When people ask me how I got into business journalism, I often tell this story.
As a second-quarter grad student at Northwestern University in 2010, I had to choose a journalism concentration: urban issues, health and science, or business and economics.
Having entered graduate school partly to avoid a bleak job market and an economy still throbbing from the financial crisis, my criterion was simple: Which one would best help me get a job?
During a presentation at the start of the quarter, the professor tasked with persuading us why we should join the business track used aninteresting tactic.
Instead of emphasizing that the job market for business journalists was healthier than others (though it did get a mention), the professor asked us to pick the major that appeared the most terrifying.
If you thought you would be a good health and science reporter because you love health and science, pick something else. Are you a political junkie? Avoid government reporting like the plague.
And if economics is like a foreign language to you that’s only spoken by bushy-haired, old professors in tweed suits, boom — there’s your major.

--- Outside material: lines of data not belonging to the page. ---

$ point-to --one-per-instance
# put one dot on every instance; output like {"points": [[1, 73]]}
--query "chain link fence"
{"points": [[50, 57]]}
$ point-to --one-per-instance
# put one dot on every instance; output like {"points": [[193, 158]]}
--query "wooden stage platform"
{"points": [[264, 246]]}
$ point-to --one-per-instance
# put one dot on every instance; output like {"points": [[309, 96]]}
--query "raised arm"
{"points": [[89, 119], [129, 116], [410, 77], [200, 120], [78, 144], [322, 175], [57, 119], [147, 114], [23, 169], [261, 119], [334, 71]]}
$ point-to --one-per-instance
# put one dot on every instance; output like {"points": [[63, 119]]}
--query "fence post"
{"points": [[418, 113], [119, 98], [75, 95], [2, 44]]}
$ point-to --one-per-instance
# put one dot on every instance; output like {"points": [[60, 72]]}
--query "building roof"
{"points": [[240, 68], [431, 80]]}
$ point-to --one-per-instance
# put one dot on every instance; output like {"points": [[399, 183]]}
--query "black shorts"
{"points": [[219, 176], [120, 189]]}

My experience with math at the time was limited to counting the number of pizza slices I ate the night before. I took a microeconomics class a few years prior, but I got a C.
I had found my calling.
Within days I was sitting at a desk in Northwestern’s newsroom anxiously calling Wall Street analysts who had neither the time nor patience to explain P/E ratios to an unwitting 23-year-old student.

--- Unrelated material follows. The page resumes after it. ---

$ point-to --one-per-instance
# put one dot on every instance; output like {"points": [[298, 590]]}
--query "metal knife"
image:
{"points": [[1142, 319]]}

I was way out of my comfort zone. With time, the discomfort became a fresh challenge. The reality of being thrown into the fire each day was petrifying, but slowly my knowledge of the subject matter increased — and so did my performance as a business journalist.
The same occurred when I started covering human resources three years ago for Human Capital Media, Talent Management’s parent company. I had to get uncomfortable to get comfortable.
Still, as I take over editing the magazine in January, a few things seem clear.
The HR industry is experiencing lots of discomfort and disruption, but many HR leaders are sticking with what makes them feel comfortable.
HR conferences are rife with talk of big data, social learning platforms and mobile recruiting. But then the conferences end, and most HR leaders return to their reality of legacy systems, classroom learning and dated applicant-tracking databases.
Meanwhile, many CEOs struggle to give HR its proper due as a valuable strategic driver. So here is my proposed mission for talent managers in 2015: Get uncomfortable.
Proactively find a subject area within your company’s business that scares you the most, and find the time to immerse yourself in it.
For late-career HR vets, just subscribing to a financial newspaper or magazine, or adjusting your bedtime reading list, is worthwhile.
Those still climbing the HR ladder might consider something more. As features in this magazine have shown, many have opted to leave HR for a period to accrue expertise in different business areas. Folks just starting their careers might even consider pursuing an MBA.
Talent Managementis also ready to get out of its comfort zone.
In January, the magazine isrelaunching with a new look. With rigorous business reporting and thought leadership still at its core, the magazine will add new features to enhance the reader experience.
Most notable will be new sections dedicated to off-the-cuff management practices and practitioner career advice. These will add a new dynamic to the in-depth case studies, features and Q&As you’re used to reading each month.